Muscular dystrophy (MD) is a group of inherited genetic diseases that lead to progressive weakening and loss of control in muscles. The condition is caused by a mutation in the part of human genetic code responsible for building and maintaining muscle tissue. Typically, people inherit these genetic mutations from their parents, but they can also occur spontaneously at conception.

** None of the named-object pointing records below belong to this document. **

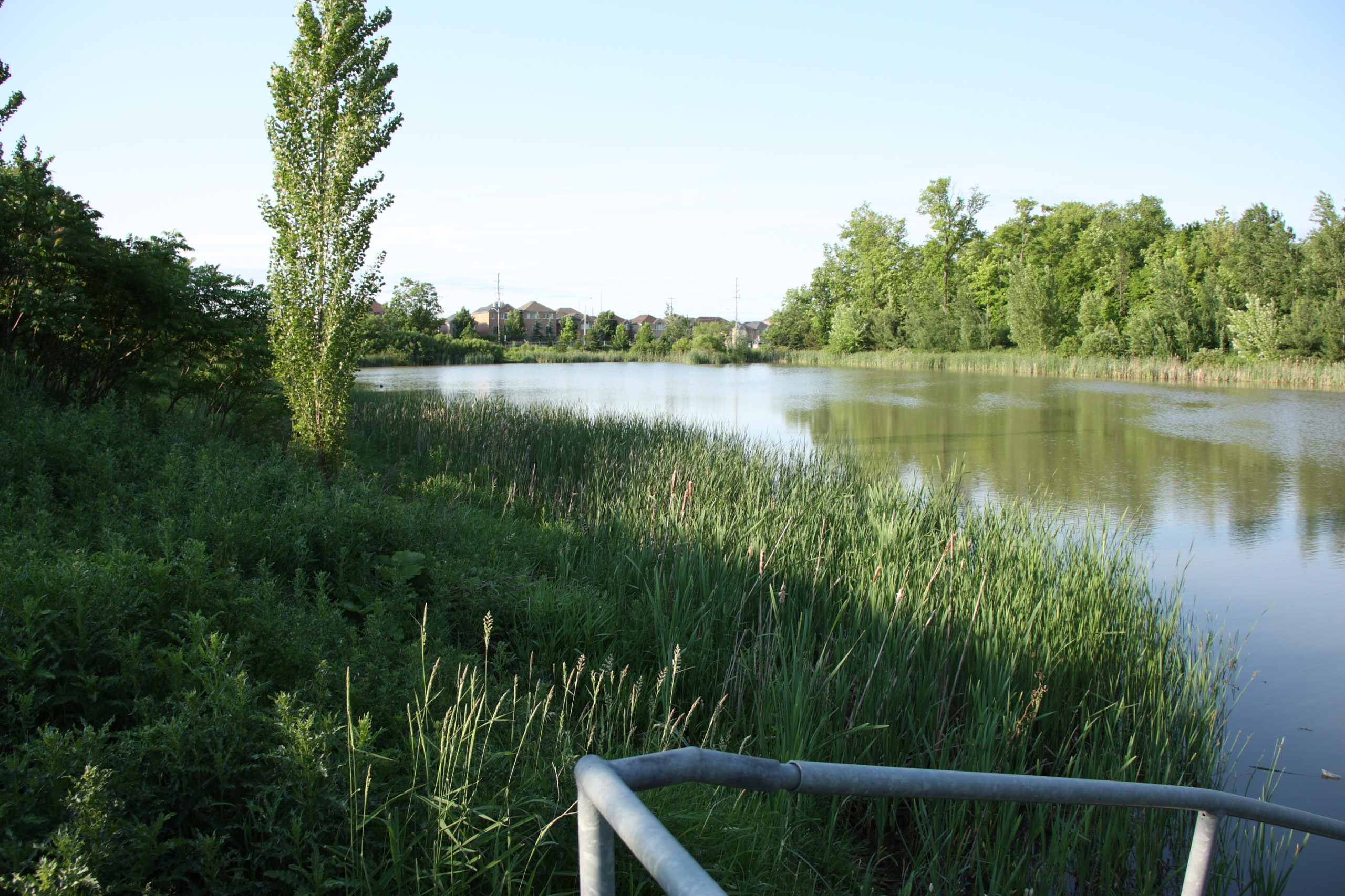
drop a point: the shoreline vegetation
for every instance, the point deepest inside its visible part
(1209, 369)
(268, 634)
(253, 672)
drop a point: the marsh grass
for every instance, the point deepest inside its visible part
(217, 676)
(1211, 369)
(848, 618)
(557, 356)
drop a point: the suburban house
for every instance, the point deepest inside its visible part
(490, 320)
(639, 320)
(544, 325)
(751, 332)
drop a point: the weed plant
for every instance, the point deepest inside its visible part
(224, 673)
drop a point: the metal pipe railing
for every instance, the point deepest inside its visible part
(607, 804)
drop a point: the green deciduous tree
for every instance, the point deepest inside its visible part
(1034, 314)
(604, 329)
(570, 331)
(333, 115)
(415, 306)
(953, 224)
(643, 339)
(13, 104)
(463, 325)
(1255, 329)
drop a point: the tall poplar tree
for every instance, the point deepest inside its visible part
(334, 113)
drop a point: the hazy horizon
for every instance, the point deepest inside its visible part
(611, 157)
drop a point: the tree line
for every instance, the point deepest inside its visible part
(1075, 277)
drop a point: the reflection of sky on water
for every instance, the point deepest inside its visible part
(1243, 490)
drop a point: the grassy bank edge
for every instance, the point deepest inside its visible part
(1216, 370)
(1212, 370)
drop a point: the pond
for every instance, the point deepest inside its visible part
(1238, 493)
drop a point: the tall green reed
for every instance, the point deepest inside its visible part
(1212, 370)
(845, 617)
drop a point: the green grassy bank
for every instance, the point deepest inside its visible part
(225, 673)
(1211, 370)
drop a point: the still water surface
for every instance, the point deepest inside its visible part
(1238, 492)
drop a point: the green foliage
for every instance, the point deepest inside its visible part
(1034, 312)
(415, 307)
(1255, 329)
(622, 338)
(399, 348)
(1095, 279)
(643, 339)
(13, 104)
(333, 115)
(570, 331)
(463, 326)
(514, 330)
(709, 336)
(85, 317)
(603, 330)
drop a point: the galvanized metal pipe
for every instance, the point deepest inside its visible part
(928, 784)
(708, 767)
(597, 857)
(608, 802)
(1202, 859)
(666, 860)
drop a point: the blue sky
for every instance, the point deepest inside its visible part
(620, 155)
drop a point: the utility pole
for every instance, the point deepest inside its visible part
(735, 311)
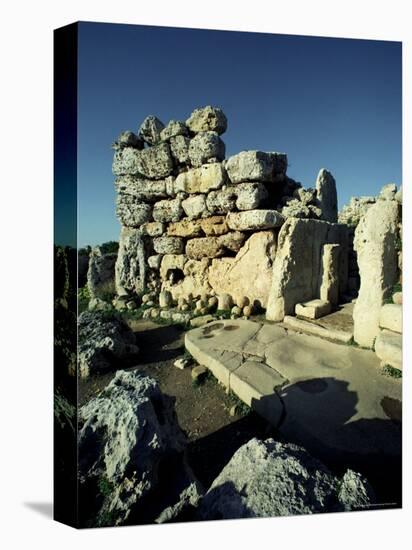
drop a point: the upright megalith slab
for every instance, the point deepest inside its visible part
(375, 243)
(326, 196)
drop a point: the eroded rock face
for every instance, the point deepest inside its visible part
(100, 274)
(102, 342)
(326, 196)
(267, 478)
(256, 166)
(127, 435)
(375, 244)
(249, 273)
(207, 119)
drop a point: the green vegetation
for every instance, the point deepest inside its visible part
(387, 370)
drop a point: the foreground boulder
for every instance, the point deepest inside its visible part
(267, 478)
(130, 449)
(103, 340)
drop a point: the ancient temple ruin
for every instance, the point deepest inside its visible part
(239, 232)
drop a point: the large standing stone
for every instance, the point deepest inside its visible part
(130, 270)
(150, 130)
(329, 288)
(254, 220)
(206, 147)
(131, 212)
(297, 266)
(249, 273)
(250, 195)
(207, 118)
(375, 244)
(154, 162)
(100, 275)
(256, 166)
(326, 196)
(201, 180)
(168, 210)
(268, 478)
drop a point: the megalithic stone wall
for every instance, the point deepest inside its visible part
(195, 224)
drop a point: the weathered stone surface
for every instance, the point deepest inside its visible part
(297, 266)
(100, 275)
(141, 189)
(253, 220)
(375, 244)
(102, 342)
(131, 212)
(255, 166)
(207, 119)
(214, 226)
(326, 196)
(206, 147)
(150, 130)
(391, 317)
(130, 269)
(168, 210)
(213, 247)
(128, 139)
(195, 206)
(249, 273)
(185, 228)
(388, 347)
(153, 229)
(250, 195)
(126, 435)
(329, 288)
(172, 129)
(168, 245)
(314, 309)
(155, 162)
(179, 147)
(201, 180)
(222, 201)
(268, 478)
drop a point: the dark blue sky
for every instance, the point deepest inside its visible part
(326, 102)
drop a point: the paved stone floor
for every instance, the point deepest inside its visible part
(331, 398)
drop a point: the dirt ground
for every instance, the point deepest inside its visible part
(203, 412)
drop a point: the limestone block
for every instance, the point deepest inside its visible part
(391, 317)
(130, 269)
(168, 210)
(155, 162)
(185, 228)
(172, 129)
(254, 220)
(327, 198)
(179, 147)
(207, 119)
(255, 166)
(201, 180)
(214, 226)
(375, 243)
(313, 309)
(248, 274)
(195, 206)
(168, 245)
(222, 201)
(150, 130)
(329, 288)
(142, 189)
(132, 213)
(206, 147)
(388, 347)
(250, 195)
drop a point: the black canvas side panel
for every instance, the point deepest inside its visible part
(65, 275)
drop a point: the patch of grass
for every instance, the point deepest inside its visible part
(387, 370)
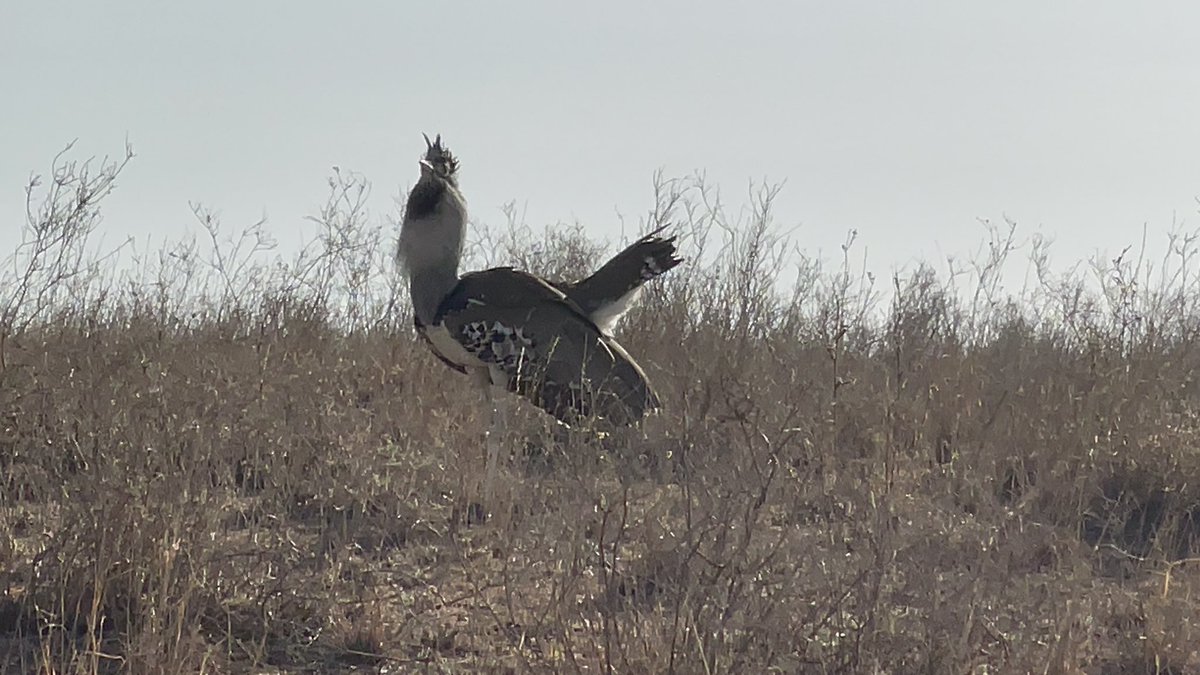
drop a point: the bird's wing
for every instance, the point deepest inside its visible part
(610, 291)
(541, 346)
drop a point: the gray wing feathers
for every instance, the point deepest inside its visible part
(546, 348)
(625, 273)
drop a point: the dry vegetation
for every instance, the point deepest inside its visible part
(216, 461)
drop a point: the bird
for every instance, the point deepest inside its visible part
(549, 342)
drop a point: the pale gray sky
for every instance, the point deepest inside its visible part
(905, 120)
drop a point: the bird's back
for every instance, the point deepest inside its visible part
(540, 345)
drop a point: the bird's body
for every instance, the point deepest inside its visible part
(547, 342)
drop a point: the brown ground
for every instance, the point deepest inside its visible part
(222, 467)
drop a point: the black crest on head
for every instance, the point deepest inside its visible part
(439, 156)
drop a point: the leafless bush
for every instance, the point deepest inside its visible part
(219, 459)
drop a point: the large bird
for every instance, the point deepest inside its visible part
(546, 341)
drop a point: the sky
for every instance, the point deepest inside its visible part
(906, 121)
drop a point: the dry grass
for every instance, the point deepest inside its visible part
(214, 464)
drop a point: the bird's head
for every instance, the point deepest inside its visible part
(438, 161)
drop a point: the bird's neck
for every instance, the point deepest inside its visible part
(431, 250)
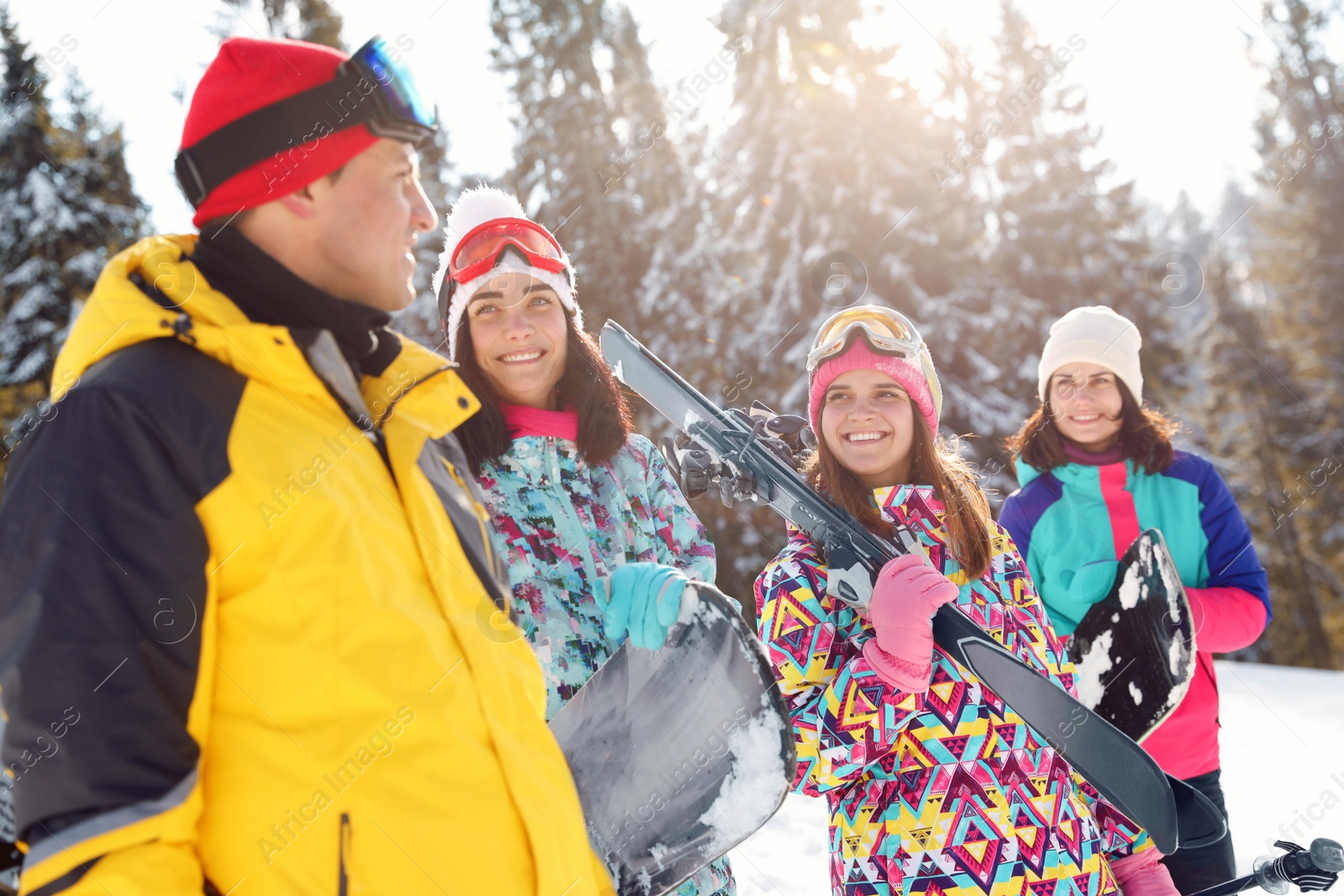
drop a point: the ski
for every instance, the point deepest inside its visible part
(1135, 649)
(679, 754)
(1119, 768)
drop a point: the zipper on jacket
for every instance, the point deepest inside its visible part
(342, 879)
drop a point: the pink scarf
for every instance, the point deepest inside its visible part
(533, 421)
(1075, 454)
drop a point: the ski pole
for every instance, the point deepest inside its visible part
(1315, 868)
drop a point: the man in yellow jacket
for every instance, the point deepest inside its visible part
(252, 638)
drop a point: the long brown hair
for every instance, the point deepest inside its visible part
(1146, 436)
(934, 463)
(588, 385)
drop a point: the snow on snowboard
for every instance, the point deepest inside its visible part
(679, 754)
(1135, 651)
(737, 453)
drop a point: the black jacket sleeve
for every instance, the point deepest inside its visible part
(102, 584)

There are more than 30 types of muscular dystrophy, all with different causes and symptoms. Though the most common types appear during childhood, other forms affect adults only. Duchenne MD is the most common form, accounting for about a third of all muscular dystrophies.

Different types of muscular dystrophy may affect different muscle groups. Patients often have difficulty walking and may have problems with muscle control in other tasks, such as dressing or brushing their teeth. As muscles weaken, many patients experience muscle spasms, which are twitches or cramps that may be painful and also make fine muscle control more difficult.

Doctors can use several tests to diagnose muscular dystrophy. A correct diagnosis gives patients an understanding of how their disease is likely to progress. It also helps doctors do a better job of treating the mechanisms underlying the condition and its symptoms. Diagnostics include blood tests, electromyography, MRI, muscle biopsy, six-minute walk test, and genetic testing.

Living with muscular dystrophy can be challenging, and there are considerations that must be taken into account on a day-to-basis and in certain situations to help patients manage the disease. Many treatments and strategies are available that can relieve patients’ symptoms, increase their quality of life, and help them cope with everyday life.